From the insanely talented and heavily lauded novelist and short-story writer Ann Beattie comes another tour-de-force, Mrs. Nixon: A Novelist Imagines a Life. Part historical biography, part imaginative fiction, part writing manual, this work is so original it’s impossible to define its exact genre.
Beattie’s unique book is meticulously researched, drawing from numerous historical accounts of the former First Lady, including books by Woodward and Bernstein, old Life magazine articles and television interviews. Beattie creates introspective, revealing narratives of how Pat Nixon might have reacted to a specific incident, or what she might have thought during a specific event. She weaves in actual dialogue from the former president and his wife, so at times, the reader cannot tell what is real, or what is imagined by the author.
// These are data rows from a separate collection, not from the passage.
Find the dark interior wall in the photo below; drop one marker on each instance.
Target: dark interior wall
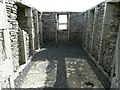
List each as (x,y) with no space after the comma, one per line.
(49,27)
(21,18)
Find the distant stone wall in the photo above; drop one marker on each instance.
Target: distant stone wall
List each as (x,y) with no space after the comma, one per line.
(49,25)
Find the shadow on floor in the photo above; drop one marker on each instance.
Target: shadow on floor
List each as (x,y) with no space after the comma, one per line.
(59,52)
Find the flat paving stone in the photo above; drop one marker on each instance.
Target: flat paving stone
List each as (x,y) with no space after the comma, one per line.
(63,66)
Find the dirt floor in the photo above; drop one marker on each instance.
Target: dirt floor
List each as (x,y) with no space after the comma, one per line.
(63,66)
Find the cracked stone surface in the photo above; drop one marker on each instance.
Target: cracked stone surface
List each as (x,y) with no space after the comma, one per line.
(63,66)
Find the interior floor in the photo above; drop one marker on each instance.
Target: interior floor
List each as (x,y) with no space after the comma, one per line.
(63,66)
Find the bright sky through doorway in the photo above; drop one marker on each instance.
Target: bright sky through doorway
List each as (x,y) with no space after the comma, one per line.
(63,5)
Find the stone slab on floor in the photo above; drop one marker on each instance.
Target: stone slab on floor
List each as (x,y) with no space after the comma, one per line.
(80,74)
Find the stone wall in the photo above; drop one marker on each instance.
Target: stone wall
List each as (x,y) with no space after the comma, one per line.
(111,38)
(50,26)
(76,26)
(98,31)
(13,27)
(101,30)
(2,48)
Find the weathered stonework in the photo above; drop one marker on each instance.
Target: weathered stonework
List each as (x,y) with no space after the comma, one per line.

Beattie seamlessly manages not only to write about an interesting public figure, but also to create an ode to the art of writing. A professor at the University of Virginia, Beattie is quick to share with her audience how she wrote this book (in the book itself!) while drawing from other writers’ work to display examples of how character is developed (a riff on Raymond Carver’s Cathedral being a particularly intriguing vignette).
One shouldn’t have to classify this book as fiction, or memoir, or nonfiction, because it stands in a category by itself. Beattie is a master at writing lines that one underlines to read again and again. For history lovers, for writers, for fans of Beattie’s work, Mrs. Nixon is a remarkable story from a writer who continues to surprise and dazzle.